É relevante observar que, mesmo com a redução dos juros a patamares
historicamente baixos em 2012, a inflação permaneceu em nível inferior ao ano
anterior.
Apesar da grande preocupação que o governo
vem demonstrando com o problema inflacionário (correta e necessária) dificilmente
o combate à elevação dos preços será centrado num só vetor, especialmente no
aumento dos juros. Podem ser usadas, por exemplo, a ampliação das renúncias
fiscais decorrentes de desonerações da folha de salários e o governo já
anunciou a desoneração de impostos dos produtos que compõem a cesta básica. Ademais,
os preços dos alimentos já deram uma aliviada em fevereiro, como mostram os dados da cesta básica calculada
pelo DIEESE. Outros fatores importantes é que, em fevereiro, teremos o impacto "cheio" da
redução dos preços nas contas de luz em todo o Brasil e a previsão é de safra agrícola
recorde neste ano, o que também alivia as pressões inflacionárias. O
importante, no debate sobre o aumento da inflação é separar as causas efetivas
do fenômeno, do jogo de cena de alguns, que agem como se o país tivesse perdido
o controle dos preços, com o inconfessável objetivo de pressionar pela elevação
dos juros para melhorar os seus ganhos.
Além de continuar vigilante
com o controle da inflação, o Brasil tem o desafio de retomar o crescimento
neste ano. Para tanto é fundamental que os investimentos públicos decolem,
puxando o setor privado e o crescimento do PIB. O baixo crescimento verificado
no ano passado teve como uma causa principal o sofrível desempenho do setor
industrial. O hiato entre a indústria (queda de -2,7% em 2012) e o comércio
(que cresceu 8,4%), que é muito significativo, tem dado a dinâmica recente da
economia brasileira. Numa economia que vem gerando empregos e a massa salarial vem
expandindo, parcelas crescentes da população passam a adquirir bens duráveis e
a acessar serviços que antes não podiam consumir. Não por acaso, nos últimos 12
meses, enquanto o ICV-DIEESE acumulou 6,88%, o item Despesas Pessoais chegou a
21,65%. O problema é que parcela crescente desse aumento do consumo tem sido
suprida com importações, como revela o déficit recorde da indústria de
transformação em 2012, de US$ 51,6 bilhões.

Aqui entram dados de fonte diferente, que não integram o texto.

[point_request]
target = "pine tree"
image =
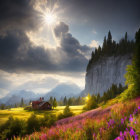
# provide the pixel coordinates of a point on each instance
(126, 37)
(54, 104)
(65, 101)
(51, 100)
(133, 71)
(22, 102)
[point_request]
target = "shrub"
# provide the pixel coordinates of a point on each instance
(13, 127)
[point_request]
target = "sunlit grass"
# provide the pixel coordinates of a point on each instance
(24, 114)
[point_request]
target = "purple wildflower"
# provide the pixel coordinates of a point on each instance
(122, 121)
(132, 132)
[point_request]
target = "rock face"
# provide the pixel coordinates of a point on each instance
(105, 72)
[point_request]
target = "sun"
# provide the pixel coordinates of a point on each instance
(50, 18)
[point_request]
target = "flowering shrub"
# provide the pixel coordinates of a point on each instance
(118, 122)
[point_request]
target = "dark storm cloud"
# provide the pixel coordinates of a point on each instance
(75, 52)
(17, 14)
(118, 16)
(18, 54)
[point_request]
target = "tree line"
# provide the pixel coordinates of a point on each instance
(111, 48)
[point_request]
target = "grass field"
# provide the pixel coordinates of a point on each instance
(24, 114)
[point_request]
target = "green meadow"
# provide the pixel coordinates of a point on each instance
(24, 114)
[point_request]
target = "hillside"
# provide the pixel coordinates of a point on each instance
(108, 64)
(117, 122)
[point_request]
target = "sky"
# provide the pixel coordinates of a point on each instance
(44, 43)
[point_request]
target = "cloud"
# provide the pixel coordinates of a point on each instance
(94, 43)
(19, 15)
(61, 29)
(19, 54)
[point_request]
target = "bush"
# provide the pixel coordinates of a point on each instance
(13, 127)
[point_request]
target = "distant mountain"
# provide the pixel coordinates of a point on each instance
(62, 90)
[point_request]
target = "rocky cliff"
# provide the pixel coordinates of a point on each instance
(105, 72)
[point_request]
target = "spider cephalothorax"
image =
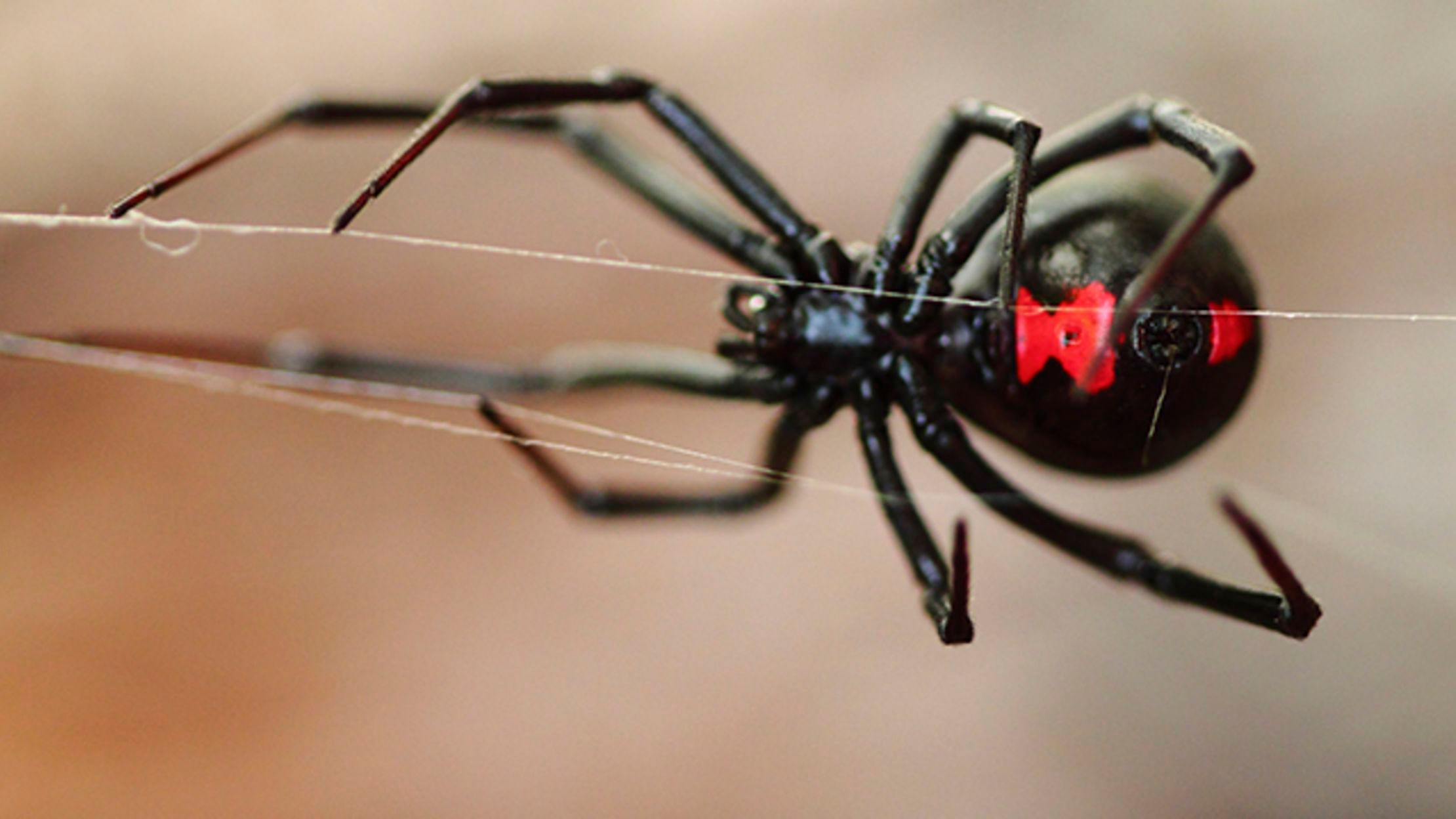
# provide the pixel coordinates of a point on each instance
(1106, 328)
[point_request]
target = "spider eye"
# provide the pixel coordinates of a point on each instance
(744, 304)
(1167, 339)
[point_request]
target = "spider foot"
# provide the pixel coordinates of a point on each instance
(1299, 612)
(957, 627)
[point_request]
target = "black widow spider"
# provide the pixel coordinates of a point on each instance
(1106, 309)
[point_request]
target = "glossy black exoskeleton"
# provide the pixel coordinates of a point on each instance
(1177, 364)
(1110, 331)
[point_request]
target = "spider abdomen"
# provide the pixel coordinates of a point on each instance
(1167, 385)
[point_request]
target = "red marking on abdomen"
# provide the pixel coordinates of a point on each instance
(1070, 337)
(1231, 329)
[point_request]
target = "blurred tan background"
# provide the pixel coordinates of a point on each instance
(222, 606)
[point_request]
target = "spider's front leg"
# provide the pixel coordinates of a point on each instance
(820, 257)
(798, 417)
(947, 591)
(1293, 612)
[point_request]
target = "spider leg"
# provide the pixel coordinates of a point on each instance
(1293, 612)
(947, 593)
(1133, 123)
(782, 446)
(654, 181)
(593, 366)
(824, 260)
(928, 173)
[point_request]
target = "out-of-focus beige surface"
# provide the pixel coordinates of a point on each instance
(222, 606)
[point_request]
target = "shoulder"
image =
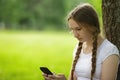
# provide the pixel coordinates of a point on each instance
(107, 49)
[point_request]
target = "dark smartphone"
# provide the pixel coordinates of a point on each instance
(46, 70)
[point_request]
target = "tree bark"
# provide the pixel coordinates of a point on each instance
(111, 23)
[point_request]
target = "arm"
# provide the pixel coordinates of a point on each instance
(110, 67)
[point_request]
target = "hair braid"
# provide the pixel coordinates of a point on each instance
(75, 60)
(94, 53)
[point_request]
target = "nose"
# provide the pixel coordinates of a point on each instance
(75, 34)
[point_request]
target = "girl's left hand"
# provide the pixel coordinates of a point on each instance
(55, 77)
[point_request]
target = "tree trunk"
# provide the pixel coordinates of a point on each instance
(111, 23)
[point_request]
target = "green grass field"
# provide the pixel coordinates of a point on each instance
(22, 53)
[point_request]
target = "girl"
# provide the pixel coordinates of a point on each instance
(95, 58)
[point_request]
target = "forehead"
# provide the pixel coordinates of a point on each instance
(73, 24)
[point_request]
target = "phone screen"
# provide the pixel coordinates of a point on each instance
(46, 70)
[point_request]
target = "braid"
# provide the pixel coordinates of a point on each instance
(75, 60)
(94, 53)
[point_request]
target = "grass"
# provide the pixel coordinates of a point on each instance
(22, 53)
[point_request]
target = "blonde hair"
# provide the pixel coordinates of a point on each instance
(86, 14)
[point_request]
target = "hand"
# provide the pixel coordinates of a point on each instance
(54, 77)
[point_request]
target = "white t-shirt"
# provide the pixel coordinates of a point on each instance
(83, 66)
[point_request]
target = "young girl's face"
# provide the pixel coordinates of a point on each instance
(80, 32)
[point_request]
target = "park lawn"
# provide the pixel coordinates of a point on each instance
(22, 53)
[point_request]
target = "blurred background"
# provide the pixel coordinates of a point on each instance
(34, 33)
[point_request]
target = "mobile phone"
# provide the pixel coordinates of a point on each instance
(46, 70)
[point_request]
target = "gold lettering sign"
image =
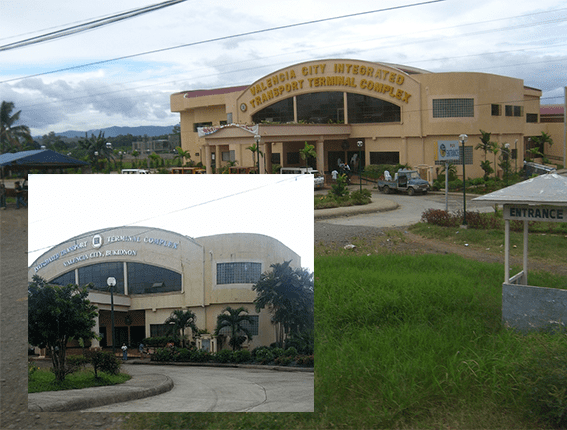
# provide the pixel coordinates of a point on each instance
(373, 80)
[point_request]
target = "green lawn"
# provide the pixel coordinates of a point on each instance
(411, 342)
(44, 380)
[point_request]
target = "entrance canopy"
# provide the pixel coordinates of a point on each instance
(543, 198)
(38, 159)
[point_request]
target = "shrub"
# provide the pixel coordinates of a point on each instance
(277, 352)
(264, 356)
(105, 362)
(224, 356)
(162, 354)
(361, 197)
(242, 356)
(283, 360)
(290, 352)
(440, 217)
(200, 356)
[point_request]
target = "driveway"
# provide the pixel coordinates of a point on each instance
(220, 389)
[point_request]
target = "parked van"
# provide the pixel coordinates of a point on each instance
(135, 172)
(319, 179)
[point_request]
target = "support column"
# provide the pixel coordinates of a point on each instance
(208, 159)
(320, 155)
(95, 344)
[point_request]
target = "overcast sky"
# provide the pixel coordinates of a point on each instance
(280, 206)
(522, 38)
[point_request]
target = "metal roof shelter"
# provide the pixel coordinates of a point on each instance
(543, 198)
(38, 159)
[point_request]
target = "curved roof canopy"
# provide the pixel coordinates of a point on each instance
(550, 189)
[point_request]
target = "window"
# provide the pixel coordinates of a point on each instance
(64, 279)
(196, 125)
(159, 330)
(238, 273)
(531, 117)
(281, 112)
(147, 279)
(453, 108)
(384, 157)
(366, 109)
(251, 326)
(321, 108)
(514, 110)
(99, 273)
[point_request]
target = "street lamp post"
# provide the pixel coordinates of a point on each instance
(359, 144)
(111, 282)
(463, 138)
(257, 138)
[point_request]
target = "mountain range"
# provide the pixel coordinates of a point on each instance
(150, 130)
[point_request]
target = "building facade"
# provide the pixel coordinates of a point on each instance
(350, 109)
(159, 271)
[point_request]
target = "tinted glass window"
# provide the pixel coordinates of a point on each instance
(366, 109)
(99, 273)
(147, 279)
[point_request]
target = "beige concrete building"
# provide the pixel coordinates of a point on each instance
(397, 113)
(158, 271)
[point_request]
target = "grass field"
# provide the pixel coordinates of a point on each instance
(412, 342)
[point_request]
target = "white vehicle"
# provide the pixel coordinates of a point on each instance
(135, 172)
(319, 179)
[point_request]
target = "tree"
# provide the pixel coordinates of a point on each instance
(179, 320)
(235, 320)
(57, 314)
(181, 155)
(486, 145)
(540, 141)
(10, 134)
(307, 152)
(97, 148)
(289, 295)
(256, 149)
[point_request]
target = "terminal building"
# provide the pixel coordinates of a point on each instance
(159, 271)
(350, 110)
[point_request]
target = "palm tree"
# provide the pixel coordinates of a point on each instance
(234, 320)
(256, 149)
(180, 320)
(486, 145)
(307, 152)
(288, 293)
(11, 134)
(97, 148)
(181, 155)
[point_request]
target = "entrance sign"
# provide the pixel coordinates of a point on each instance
(448, 150)
(537, 213)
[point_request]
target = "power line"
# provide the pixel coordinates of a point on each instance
(88, 25)
(218, 39)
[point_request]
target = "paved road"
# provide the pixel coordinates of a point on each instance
(409, 209)
(214, 389)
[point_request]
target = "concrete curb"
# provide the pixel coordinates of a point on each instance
(73, 400)
(233, 365)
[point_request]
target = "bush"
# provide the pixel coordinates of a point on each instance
(290, 352)
(283, 360)
(224, 356)
(200, 356)
(105, 362)
(162, 354)
(242, 356)
(361, 197)
(264, 356)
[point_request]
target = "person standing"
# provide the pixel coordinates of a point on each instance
(19, 196)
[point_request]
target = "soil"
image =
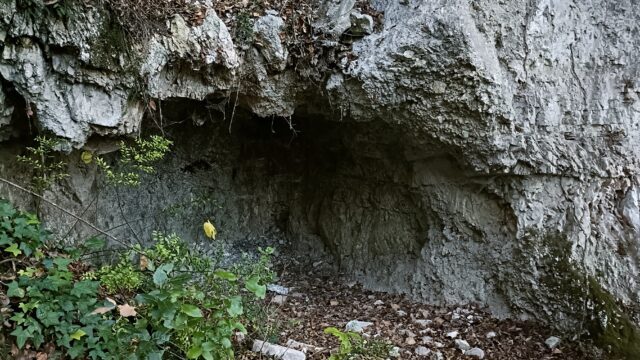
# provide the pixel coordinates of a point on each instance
(317, 301)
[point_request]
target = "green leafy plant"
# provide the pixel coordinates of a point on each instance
(353, 346)
(121, 278)
(54, 308)
(44, 164)
(135, 160)
(174, 303)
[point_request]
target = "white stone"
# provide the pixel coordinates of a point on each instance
(279, 352)
(462, 344)
(357, 326)
(475, 352)
(422, 351)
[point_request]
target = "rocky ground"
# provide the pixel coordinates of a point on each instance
(315, 302)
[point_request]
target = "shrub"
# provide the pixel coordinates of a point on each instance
(173, 304)
(353, 346)
(44, 164)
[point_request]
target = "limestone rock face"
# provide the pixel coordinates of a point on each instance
(465, 151)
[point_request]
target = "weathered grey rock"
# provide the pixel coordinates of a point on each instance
(277, 351)
(267, 33)
(361, 24)
(6, 112)
(336, 16)
(489, 147)
(475, 352)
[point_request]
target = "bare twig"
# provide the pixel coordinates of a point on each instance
(67, 212)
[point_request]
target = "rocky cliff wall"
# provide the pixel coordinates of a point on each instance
(463, 151)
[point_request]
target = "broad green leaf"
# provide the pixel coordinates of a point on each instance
(4, 239)
(159, 277)
(194, 352)
(6, 209)
(235, 306)
(62, 263)
(22, 335)
(260, 291)
(14, 290)
(13, 249)
(78, 334)
(191, 310)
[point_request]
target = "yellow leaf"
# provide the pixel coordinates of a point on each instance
(78, 334)
(87, 157)
(209, 230)
(144, 262)
(127, 310)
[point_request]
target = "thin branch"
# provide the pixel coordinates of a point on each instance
(58, 207)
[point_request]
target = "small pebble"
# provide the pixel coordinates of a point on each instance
(452, 334)
(422, 351)
(423, 323)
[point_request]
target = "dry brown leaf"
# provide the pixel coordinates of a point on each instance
(104, 309)
(127, 310)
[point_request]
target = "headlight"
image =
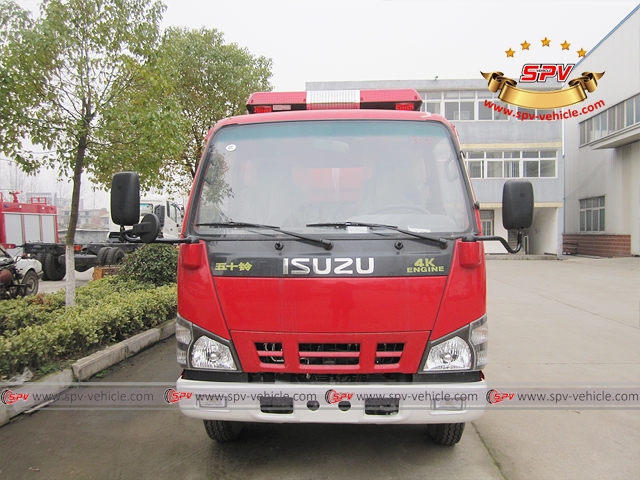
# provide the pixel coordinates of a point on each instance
(464, 349)
(210, 354)
(479, 335)
(452, 354)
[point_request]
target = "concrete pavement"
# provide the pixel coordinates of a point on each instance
(573, 322)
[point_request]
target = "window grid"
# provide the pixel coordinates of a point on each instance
(611, 120)
(462, 105)
(512, 164)
(486, 218)
(592, 214)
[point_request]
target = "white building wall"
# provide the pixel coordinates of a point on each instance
(612, 172)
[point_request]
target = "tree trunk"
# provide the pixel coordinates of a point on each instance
(73, 222)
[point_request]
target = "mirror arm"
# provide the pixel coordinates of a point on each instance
(191, 239)
(490, 238)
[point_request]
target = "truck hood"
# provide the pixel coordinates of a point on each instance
(325, 305)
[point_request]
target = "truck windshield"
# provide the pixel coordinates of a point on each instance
(295, 174)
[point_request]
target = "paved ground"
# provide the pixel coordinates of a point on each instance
(574, 322)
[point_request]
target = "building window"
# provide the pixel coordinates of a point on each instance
(611, 120)
(486, 217)
(592, 214)
(512, 164)
(465, 105)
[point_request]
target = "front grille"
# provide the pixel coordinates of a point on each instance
(329, 353)
(389, 353)
(270, 352)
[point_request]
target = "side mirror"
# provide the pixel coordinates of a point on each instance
(517, 205)
(160, 213)
(148, 229)
(125, 198)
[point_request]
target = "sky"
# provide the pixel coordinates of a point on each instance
(355, 40)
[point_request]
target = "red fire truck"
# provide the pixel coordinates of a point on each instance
(32, 222)
(331, 267)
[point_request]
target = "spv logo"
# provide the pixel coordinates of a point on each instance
(7, 397)
(494, 396)
(540, 72)
(173, 396)
(333, 397)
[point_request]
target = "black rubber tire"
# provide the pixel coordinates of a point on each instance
(222, 431)
(446, 433)
(52, 267)
(40, 258)
(118, 255)
(108, 258)
(30, 278)
(102, 256)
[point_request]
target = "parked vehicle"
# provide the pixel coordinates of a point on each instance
(331, 267)
(18, 276)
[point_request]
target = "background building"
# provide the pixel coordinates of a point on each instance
(602, 208)
(497, 148)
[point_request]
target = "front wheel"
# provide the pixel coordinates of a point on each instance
(222, 431)
(445, 433)
(30, 279)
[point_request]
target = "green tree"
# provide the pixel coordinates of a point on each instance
(210, 80)
(89, 93)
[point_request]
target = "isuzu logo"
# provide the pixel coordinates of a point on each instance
(327, 266)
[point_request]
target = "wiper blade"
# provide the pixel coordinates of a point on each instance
(440, 241)
(322, 241)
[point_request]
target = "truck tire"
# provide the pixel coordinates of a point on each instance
(222, 431)
(102, 256)
(52, 267)
(445, 433)
(31, 280)
(118, 256)
(40, 258)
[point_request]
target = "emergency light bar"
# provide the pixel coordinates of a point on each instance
(398, 99)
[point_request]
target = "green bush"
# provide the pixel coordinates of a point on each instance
(38, 330)
(155, 263)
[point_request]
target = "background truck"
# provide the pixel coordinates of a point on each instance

Ou seja, uma parte da demanda por
produtos industriais tem vazado para o exterior, o que desestimula
investimentos.
Uma variável fundamental
neste ano, como sempre, será o câmbio, que continua valorizado. A boa política
cambial, como se sabe, não admite movimentos bruscos. Se a moeda se valoriza, há
uma maior dificuldade para as exportações industriais e um maior estímulo para
as importações, como vêm ocorrendo há vários anos no Brasil. Tem que ir desvalorizando
com cuidado, sempre observando o comportamento dos preços. É fundamental desvalorizar
o câmbio pelas simples razão de que o Brasil tem a difícil tarefa de conciliar
crescimento robusto com desenvolvimento social. Nessa equação, uma indústria
forte e competitiva parece ser uma componente fundamental.
*Economista e supervisor técnico do DIEESE em Santa
Catarina.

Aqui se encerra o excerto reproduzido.